Anastasia (Dakota Johnson) may have walked away from multi-billionaire Christian at the end of the first movie, but he can't let go: pining for her in his cavernous penthouse and plotting to win her back (apparently by shelling out money left and right in the belief this will impress her). His sexual hangups are all down to his backstory of abuse and mother issues, but he's trying to put it all behind him for Anastasia, even if it's just with apparently fantastic regular sex rather than cable ties and whips. But he's too controlling, too stifling - he buys the publishing house where she has her dream job, he won't let her go to New York for work because he's jealous of her boss (of course, it's fine for him to go off on business trips).

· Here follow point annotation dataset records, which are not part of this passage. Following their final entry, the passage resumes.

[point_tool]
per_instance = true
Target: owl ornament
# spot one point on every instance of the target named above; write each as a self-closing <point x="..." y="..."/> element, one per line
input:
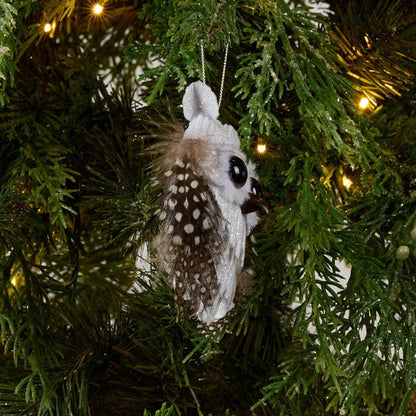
<point x="210" y="204"/>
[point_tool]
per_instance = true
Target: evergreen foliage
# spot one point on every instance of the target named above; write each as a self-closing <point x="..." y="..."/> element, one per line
<point x="84" y="331"/>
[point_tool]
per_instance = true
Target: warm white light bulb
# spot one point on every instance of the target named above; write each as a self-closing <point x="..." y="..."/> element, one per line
<point x="364" y="103"/>
<point x="347" y="182"/>
<point x="261" y="148"/>
<point x="97" y="9"/>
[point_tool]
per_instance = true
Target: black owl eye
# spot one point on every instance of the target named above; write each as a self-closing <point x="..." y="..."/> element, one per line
<point x="255" y="187"/>
<point x="238" y="171"/>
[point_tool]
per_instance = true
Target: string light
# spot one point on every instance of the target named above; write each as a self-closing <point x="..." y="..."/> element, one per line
<point x="364" y="102"/>
<point x="261" y="148"/>
<point x="347" y="182"/>
<point x="97" y="9"/>
<point x="50" y="28"/>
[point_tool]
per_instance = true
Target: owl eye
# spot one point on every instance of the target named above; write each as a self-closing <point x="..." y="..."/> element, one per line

Even when it looks like they're finally together and he pops the question, Kim Basinger is lurking around trying to break them up....
Fifty Shades Darker is a very silly episode of a very silly soap opera with dialogue George Lucas would have rolled his eyes at, and sex scenes that are franker than you'd expect at a multiplex these days, where an 18 certificate suddenly stands out amidst the 12A blandness. It's fairly painless and it looks nice, Danny Elfman has the soft strings going, and it's too silly to be either boring or offensive. Sure, you might want to read it as a film about emasculation - Christian Grey is giving up that very part of him that makes him what he is at the behest of a woman who's giving up very little in return, just as he was the one giving up control in the first film, the tagline of which was "Lose Control" - in which she's in charge, not the dominant sadist. It's still not very good though.